The church is part of the Church of England Parish of Badshot Lea and Hale and works in unison with the churches of St John the Evangelist Church, Hale, Surrey and St Mark the Evangelist Church, Upper Hale, Farnham. In turn this is in the Deanery of Farnham, part of the Diocese of Guildford. The church is closely linked to the 45-strong SATB choir, the Carillon Singers.

The church is active in village life and hosts an annual village fair, a Remembrance service, and a community carol concert.

==Crime==
In the year ending September 2024, the crime rate in Waverley was lower than the average crime rate across similar areas.

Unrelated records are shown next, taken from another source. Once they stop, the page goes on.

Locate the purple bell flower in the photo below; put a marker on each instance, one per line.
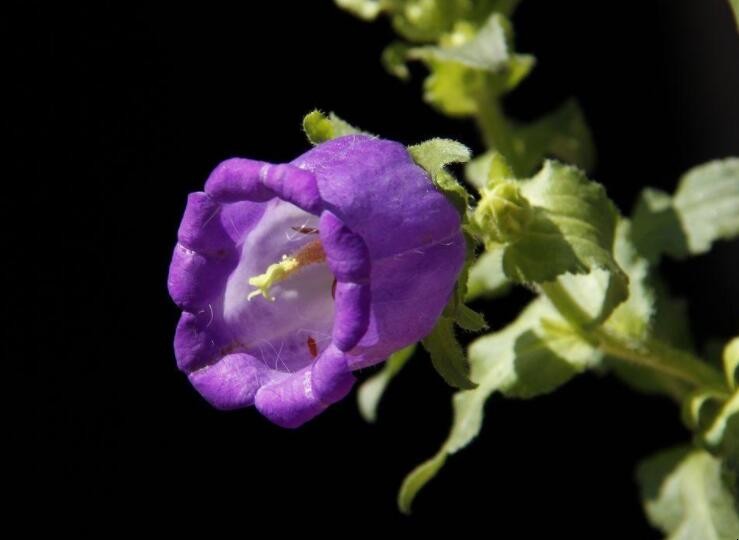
(292, 276)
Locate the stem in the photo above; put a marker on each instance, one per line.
(652, 353)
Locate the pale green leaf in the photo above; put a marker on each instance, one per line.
(320, 128)
(486, 276)
(531, 356)
(633, 318)
(684, 496)
(416, 479)
(433, 155)
(394, 60)
(704, 209)
(735, 9)
(731, 363)
(470, 68)
(487, 51)
(572, 232)
(364, 9)
(447, 355)
(371, 390)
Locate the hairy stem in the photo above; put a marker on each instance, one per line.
(651, 353)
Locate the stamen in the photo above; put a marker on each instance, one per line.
(310, 253)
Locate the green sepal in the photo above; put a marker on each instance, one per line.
(433, 155)
(320, 128)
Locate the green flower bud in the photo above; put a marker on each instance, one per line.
(503, 213)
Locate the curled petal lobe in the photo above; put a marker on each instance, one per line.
(291, 276)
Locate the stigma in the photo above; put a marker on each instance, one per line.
(310, 253)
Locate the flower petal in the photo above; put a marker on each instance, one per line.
(232, 382)
(238, 179)
(293, 185)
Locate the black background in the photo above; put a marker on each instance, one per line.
(128, 107)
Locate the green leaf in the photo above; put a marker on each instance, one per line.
(735, 9)
(531, 356)
(563, 134)
(394, 60)
(418, 478)
(721, 437)
(704, 209)
(320, 128)
(447, 355)
(487, 51)
(364, 9)
(633, 318)
(684, 496)
(731, 363)
(469, 68)
(573, 229)
(433, 155)
(371, 390)
(486, 276)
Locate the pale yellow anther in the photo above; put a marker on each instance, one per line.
(310, 253)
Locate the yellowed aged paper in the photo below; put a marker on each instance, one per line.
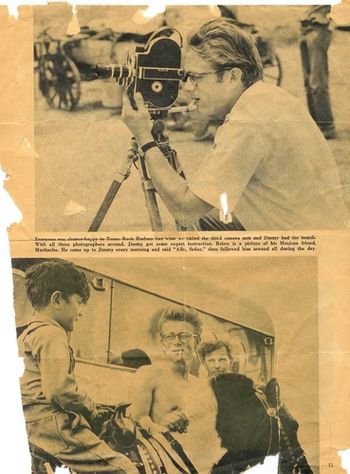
(279, 297)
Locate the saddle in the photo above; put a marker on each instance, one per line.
(157, 453)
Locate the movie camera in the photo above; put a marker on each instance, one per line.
(154, 70)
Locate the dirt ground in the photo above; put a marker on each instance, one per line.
(78, 151)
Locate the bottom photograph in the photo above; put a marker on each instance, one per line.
(169, 365)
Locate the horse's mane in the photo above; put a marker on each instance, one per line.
(242, 422)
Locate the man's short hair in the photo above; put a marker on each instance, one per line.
(185, 314)
(45, 278)
(208, 347)
(224, 44)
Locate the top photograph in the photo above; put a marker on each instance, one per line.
(199, 118)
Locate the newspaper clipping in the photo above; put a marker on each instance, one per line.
(180, 274)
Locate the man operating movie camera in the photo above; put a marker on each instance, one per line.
(269, 168)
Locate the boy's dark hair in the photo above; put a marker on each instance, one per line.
(210, 346)
(173, 313)
(223, 44)
(45, 278)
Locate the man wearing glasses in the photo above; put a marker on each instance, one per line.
(270, 166)
(167, 397)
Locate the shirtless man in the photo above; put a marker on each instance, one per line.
(160, 388)
(167, 397)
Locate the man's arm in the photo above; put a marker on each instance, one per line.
(50, 347)
(183, 204)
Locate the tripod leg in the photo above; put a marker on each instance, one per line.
(105, 205)
(152, 205)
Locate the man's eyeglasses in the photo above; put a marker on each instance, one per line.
(183, 337)
(194, 77)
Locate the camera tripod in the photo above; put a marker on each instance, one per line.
(147, 186)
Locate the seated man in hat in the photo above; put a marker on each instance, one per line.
(247, 418)
(59, 415)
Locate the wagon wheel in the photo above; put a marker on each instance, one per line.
(272, 69)
(59, 81)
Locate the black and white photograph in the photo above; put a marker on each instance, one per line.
(144, 365)
(197, 118)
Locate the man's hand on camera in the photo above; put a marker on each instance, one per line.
(138, 121)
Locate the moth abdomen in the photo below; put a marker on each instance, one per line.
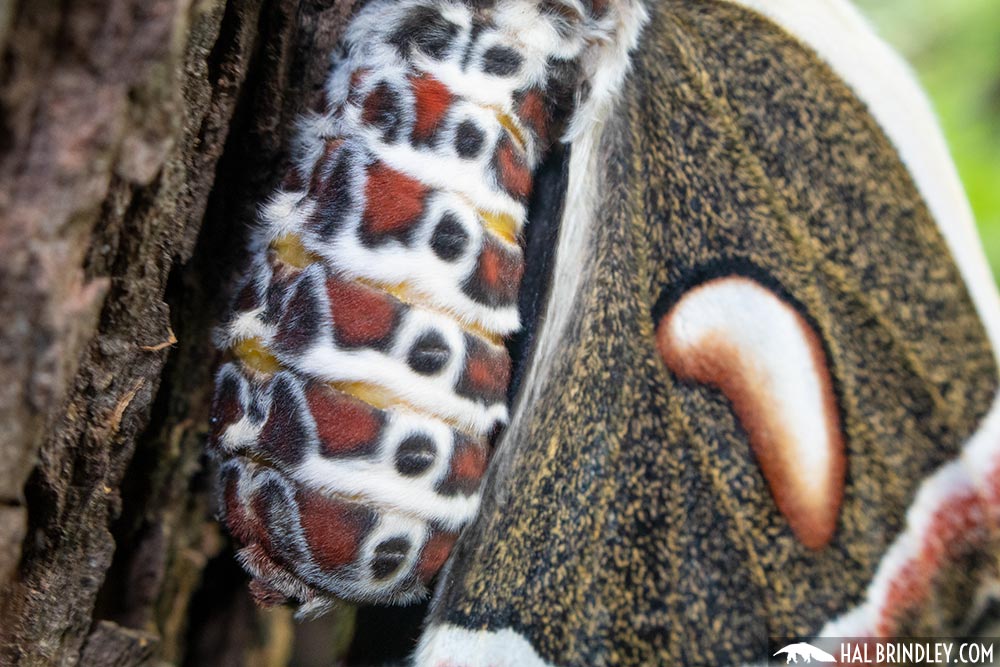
(369, 366)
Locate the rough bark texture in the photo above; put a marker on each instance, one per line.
(136, 139)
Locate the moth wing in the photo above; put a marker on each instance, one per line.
(761, 402)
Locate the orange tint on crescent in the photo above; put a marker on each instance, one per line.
(739, 336)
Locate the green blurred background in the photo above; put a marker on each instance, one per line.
(954, 45)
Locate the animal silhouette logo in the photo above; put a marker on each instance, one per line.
(807, 652)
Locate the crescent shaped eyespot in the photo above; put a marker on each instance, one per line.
(737, 335)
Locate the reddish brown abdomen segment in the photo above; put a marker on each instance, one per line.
(735, 334)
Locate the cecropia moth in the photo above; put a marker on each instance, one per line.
(756, 378)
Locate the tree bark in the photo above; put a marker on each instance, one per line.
(137, 138)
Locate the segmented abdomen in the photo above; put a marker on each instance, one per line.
(369, 366)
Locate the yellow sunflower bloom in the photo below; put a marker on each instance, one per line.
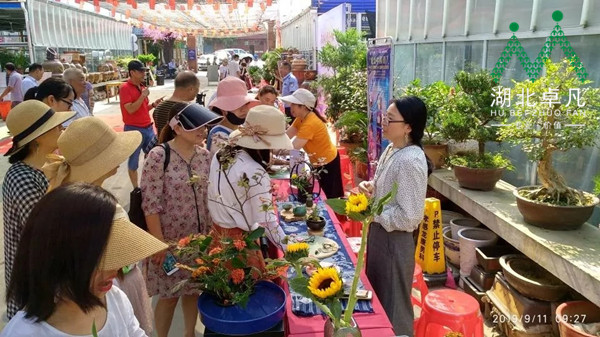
(357, 203)
(296, 247)
(325, 283)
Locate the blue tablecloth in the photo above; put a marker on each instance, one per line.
(303, 306)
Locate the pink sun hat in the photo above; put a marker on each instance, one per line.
(232, 94)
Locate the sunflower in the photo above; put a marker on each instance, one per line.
(296, 251)
(325, 283)
(356, 203)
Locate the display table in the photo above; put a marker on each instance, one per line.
(374, 324)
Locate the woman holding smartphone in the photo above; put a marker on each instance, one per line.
(175, 204)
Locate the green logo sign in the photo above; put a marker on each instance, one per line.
(557, 37)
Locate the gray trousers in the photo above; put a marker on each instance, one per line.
(390, 267)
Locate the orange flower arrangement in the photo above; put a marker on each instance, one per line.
(223, 271)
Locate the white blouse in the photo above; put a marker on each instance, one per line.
(226, 199)
(120, 321)
(407, 167)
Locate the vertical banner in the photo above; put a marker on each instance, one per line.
(379, 94)
(429, 252)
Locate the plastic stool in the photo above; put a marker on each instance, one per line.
(347, 173)
(450, 310)
(419, 285)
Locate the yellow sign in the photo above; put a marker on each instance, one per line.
(429, 253)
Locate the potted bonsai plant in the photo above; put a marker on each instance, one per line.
(469, 114)
(553, 120)
(434, 96)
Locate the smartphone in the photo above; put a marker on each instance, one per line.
(169, 264)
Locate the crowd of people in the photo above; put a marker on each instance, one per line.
(193, 158)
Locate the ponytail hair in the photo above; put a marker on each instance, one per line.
(414, 112)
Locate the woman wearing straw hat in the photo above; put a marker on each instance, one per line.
(91, 152)
(309, 132)
(55, 92)
(246, 157)
(174, 202)
(74, 243)
(233, 102)
(35, 128)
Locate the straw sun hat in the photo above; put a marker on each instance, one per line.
(90, 149)
(31, 119)
(264, 128)
(127, 243)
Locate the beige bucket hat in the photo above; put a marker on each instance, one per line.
(90, 148)
(127, 243)
(264, 128)
(31, 119)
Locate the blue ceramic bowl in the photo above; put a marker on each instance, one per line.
(265, 308)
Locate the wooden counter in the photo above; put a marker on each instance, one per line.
(572, 256)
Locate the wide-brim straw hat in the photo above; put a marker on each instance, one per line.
(31, 119)
(127, 243)
(232, 94)
(263, 129)
(89, 149)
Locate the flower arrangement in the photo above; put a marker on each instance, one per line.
(325, 285)
(222, 269)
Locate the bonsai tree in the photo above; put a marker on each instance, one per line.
(561, 114)
(435, 96)
(348, 62)
(469, 113)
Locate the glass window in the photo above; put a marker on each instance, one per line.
(418, 22)
(518, 11)
(461, 56)
(404, 64)
(514, 70)
(436, 13)
(455, 19)
(482, 17)
(429, 62)
(571, 11)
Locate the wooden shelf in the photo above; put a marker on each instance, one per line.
(572, 256)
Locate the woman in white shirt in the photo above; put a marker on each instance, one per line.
(76, 239)
(239, 183)
(390, 244)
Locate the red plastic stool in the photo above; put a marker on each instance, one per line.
(347, 174)
(448, 310)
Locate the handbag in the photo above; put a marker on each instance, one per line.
(136, 213)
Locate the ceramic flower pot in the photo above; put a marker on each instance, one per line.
(265, 308)
(469, 239)
(352, 331)
(553, 217)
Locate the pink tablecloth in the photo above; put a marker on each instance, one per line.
(374, 324)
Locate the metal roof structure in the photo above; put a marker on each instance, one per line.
(208, 18)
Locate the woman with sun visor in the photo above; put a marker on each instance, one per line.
(174, 180)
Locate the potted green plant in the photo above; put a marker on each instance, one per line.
(435, 96)
(548, 123)
(470, 114)
(345, 88)
(315, 222)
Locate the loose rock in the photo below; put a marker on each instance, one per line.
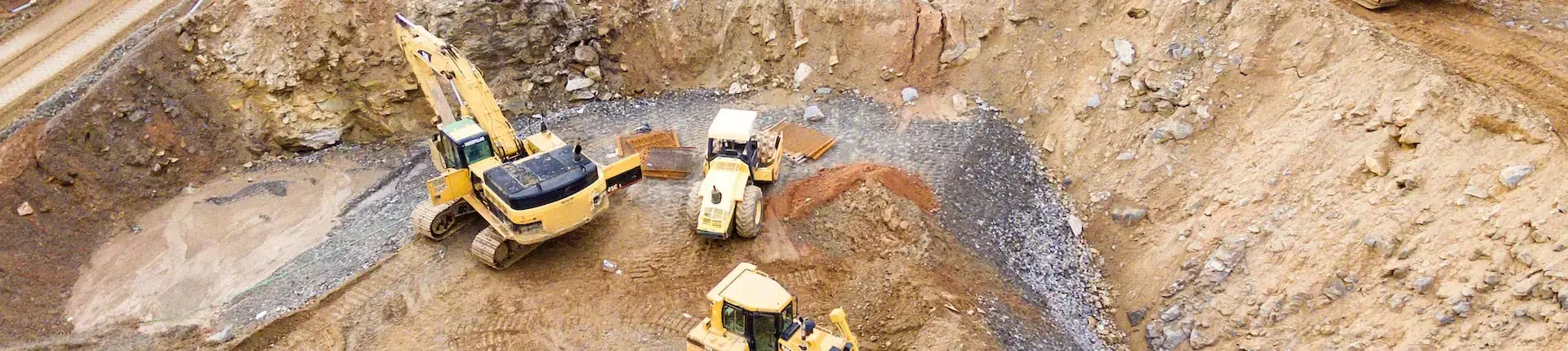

Notable crimes in the village include a cannabis factory (2009), an attack on a horse, and distraction burglaries.

==Climate==

Badshot Lea has a temperate maritime climate, free from extreme temperatures, with moderate rainfall and often breezy conditions. The nearest official weather station to Badshot Lea is Alice Holt Lodge. The highest temperature recorded was 35.4 C, in July 2006. In an 'average' year, the warmest day would reach 29.1 C, with 15.2 days attaining a temperature of 25.1 C or higher. The lowest temperature recorded was −14.0 C in February 1986. On average, 58.6 nights of the year will register an air frost. Annual rainfall averages 799mm, with at least 1mm of rain reported on 122.4 days. All averages refer to the 1971–2000 observation period.

==Famous residents==

Notable former residents of Badshot Lea include

- Lieutenant-Commander William Armstrong D.S.M. – Airman who initiated the hunt for the World War II Nazi Germany battleship Bismarck.